The Urban Air Mobility Template—And Its Limits
Urban Air Mobility (UAM) has seen rapid convergence toward a standard design blueprint: high-wing layouts, seating for five (including the pilot), and a mix of tilting and lift-only rotors. Aircraft like the Joby S4, which uses six fully tilting rotors, are among the few exceptions.
Typically, these aircraft:
- Carry about 450 kg of payload
- Have a maximum takeoff weight of around 2,400 kg
- Deliver a range of approximately 100 miles (160 km)
These constraints are largely driven by current battery technologies, which limit performance and design flexibility.
Enter the Supernal AS-2: Innovation Through Design
While the AS-2 also features eight rotors, its defining innovation lies in their unique all-tilting configuration—four of which tilt downward. This strategic departure from convention addresses multiple engineering challenges at once, especially in efficiency and aerodynamics.
The Evolution of the AS-2
Hyundai’s initial UAM concept followed the traditional path: eight rotors in a staggered arrangement, with four fixed lift-only propellers. However, this setup had issues:
- Lift-only rotors become dead weight in cruise mode
- Fixed-pitch, two-bladed designs save weight but cause vibration and reduce efficiency
Some manufacturers, like Archer Aviation (Midnight) and Vertical Aerospace (VX4), have stuck with this compromise. Others, like Wisk Aero’s Generation 6 and CityAirbus NextGen, used four-bladed lift rotors to improve efficiency—though at the cost of added weight and drag.
The AS-2 solves this trade-off. By making all eight rotors tilt, the aircraft avoids the inefficiencies of lift-only propellers, reduces drag during cruise, and creates a push-pull configuration that improves yaw and roll control.
Why Downward-Tilting Rotors Matter
The debate between upward-facing (“puller”) vs. downward-facing rotors isn’t new. Traditional drones favor upward-facing rotors for better ground clearance and reduced debris risks. However, downward-facing (“pusher”) rotors offer better thrust efficiency, increasing lift by as much as 15%, as shown by Ehang’s Ghost drone.
In the AS-2:
- Downward rotors assist during vertical flight, reducing the energy needed to hover or climb
- When transitioning to forward flight, these rotors tilt to align with the aircraft’s direction, reducing drag and improving efficiency
This approach mirrors that of the Kitty Hawk Heaviside, one of the first eVTOL aircraft to achieve a 100-mile range using exclusively downward-tilting lift rotors. The design enhances wing lift during hover through rotor downwash—a principle that AS-2 also leverages.
Backed by Hyundai’s EV Expertise
A major advantage for Supernal is Hyundai’s deep knowledge in electric vehicle battery systems.

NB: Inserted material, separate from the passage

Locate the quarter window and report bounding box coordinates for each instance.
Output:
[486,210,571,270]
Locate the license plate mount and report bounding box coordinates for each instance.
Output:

This automotive backbone brings robust R&D, scalability, and safety into aerospace.
Among its standout features:
- Crash-resistant, energy-absorbing seat frames designed for aviation
- A sleek, insect-inspired fuselage shape for better aerodynamics
- Innovative lighting systems that signal vertical takeoff and landing modes—protected by pending patents
A Fresh Perspective on Air Mobility
With the AS-2, Hyundai is doing more than just entering the UAM space—it’s redefining the design language and functionality of electric air taxis. The aircraft’s all-tilting rotor system, focus on crash safety, and integration of proven automotive technologies make it one of the most exciting entrants in the market.
We’re keeping a close eye on Supernal as it moves from concept to reality—because this might just be the aircraft that reshapes the future of urban flight.